Studying in the School of Experimental Psychology will give you the opportunity to be part of a vibrant postgraduate community and a world-class department. Our postgraduate students are a very important part of the departmental research culture and are a key component in maintaining our international research reputation.
Before submitting an application, we recommend that potential applicants make informal contact with the member of academic staff whose research you are interested in.
Research activity in the school is organised into two research themes: Cognitive Processes and Brain, Behaviour and Health. Within each theme, there is a set of focused research groups. An important feature of this research structure is the extent of collaboration across research groups and across the themes. All groups address fundamental questions and look at the impact of their work more broadly in industry, healthcare, education and society. Across these thematic research groups, there are particular strengths in computational neuroscience and neuropsychology.
Cognitive Processes Focused research groups in cognitive processes are: -Developmental (includes the Bristol Cognitive Development Centre and Bristol Autism Research Group). -Language (speech comprehension, speech production, reading and dyslexia, language and thought). -Memory (short-term memory, modelling, dynamics, lifespan memory). -Social (social cognition and evolutionary social psychology). -Vision (fusing cognitive science and information technology to tackle research problems that cannot be comprehensively addressed by the single disciplines alone).

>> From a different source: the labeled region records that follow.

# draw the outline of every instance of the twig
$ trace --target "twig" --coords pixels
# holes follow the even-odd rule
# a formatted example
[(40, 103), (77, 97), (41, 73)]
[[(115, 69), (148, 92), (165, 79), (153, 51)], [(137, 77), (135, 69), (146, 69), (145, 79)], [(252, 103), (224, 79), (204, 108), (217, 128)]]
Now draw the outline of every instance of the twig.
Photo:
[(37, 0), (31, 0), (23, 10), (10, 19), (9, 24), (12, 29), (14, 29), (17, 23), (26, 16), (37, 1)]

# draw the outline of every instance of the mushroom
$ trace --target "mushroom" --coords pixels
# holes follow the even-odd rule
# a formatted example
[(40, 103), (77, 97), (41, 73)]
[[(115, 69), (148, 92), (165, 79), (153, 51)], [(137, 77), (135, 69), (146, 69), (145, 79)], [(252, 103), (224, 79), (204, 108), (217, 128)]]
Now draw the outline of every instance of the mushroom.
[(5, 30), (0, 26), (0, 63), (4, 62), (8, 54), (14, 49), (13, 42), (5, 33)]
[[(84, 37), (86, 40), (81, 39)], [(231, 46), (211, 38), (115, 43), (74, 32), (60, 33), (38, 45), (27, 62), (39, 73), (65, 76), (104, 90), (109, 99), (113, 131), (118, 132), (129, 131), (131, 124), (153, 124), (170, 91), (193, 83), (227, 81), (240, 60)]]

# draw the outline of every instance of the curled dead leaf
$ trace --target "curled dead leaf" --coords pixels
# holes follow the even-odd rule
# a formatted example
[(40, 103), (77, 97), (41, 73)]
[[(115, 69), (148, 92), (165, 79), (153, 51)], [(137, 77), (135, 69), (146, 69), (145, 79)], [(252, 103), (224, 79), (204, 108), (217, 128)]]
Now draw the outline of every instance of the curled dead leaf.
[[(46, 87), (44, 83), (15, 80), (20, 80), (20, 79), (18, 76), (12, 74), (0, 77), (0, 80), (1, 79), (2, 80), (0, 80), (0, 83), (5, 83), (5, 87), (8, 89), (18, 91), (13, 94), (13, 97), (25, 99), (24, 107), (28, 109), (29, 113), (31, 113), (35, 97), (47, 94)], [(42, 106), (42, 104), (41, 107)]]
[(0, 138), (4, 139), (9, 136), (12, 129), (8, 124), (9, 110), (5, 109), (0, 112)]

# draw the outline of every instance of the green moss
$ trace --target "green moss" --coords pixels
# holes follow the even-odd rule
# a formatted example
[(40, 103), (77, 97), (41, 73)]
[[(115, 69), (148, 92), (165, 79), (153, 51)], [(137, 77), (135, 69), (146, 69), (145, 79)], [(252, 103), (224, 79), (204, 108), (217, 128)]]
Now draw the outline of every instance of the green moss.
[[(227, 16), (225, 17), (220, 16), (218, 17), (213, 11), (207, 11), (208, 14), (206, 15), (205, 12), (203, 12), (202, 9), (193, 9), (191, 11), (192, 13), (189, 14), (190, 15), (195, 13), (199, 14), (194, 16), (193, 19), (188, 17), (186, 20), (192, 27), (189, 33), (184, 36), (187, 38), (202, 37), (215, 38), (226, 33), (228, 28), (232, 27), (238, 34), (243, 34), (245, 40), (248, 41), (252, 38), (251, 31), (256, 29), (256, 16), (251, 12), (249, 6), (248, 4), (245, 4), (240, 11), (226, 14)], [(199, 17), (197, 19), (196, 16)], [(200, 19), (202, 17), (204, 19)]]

Brain, Behaviour and Health Focused research groups in brain, behaviour, and health are: -Neuropsychology (neural basis of both typical and pathological cognition, using a range of methodologies including EEG and fMRI). -Nutrition and Behaviour Unit (effects of substances on cognition and performance; appetite, weight control, and diet). -Tobacco and Alcohol Research Group (social drugs and social cognition; plain packaging of tobacco products; carbon-dioxide inhalation model of anxiety). -Decision-making and rationality (areas of current focus include selecting the appropriate movement response; how properties of the environment shape decisions; structuring the world to facilitate good decisions; food choice and dietary decisions; the origins of supernatural beliefs).
Many of our PhD graduates work in academia; others work in the private sector or in government institutions.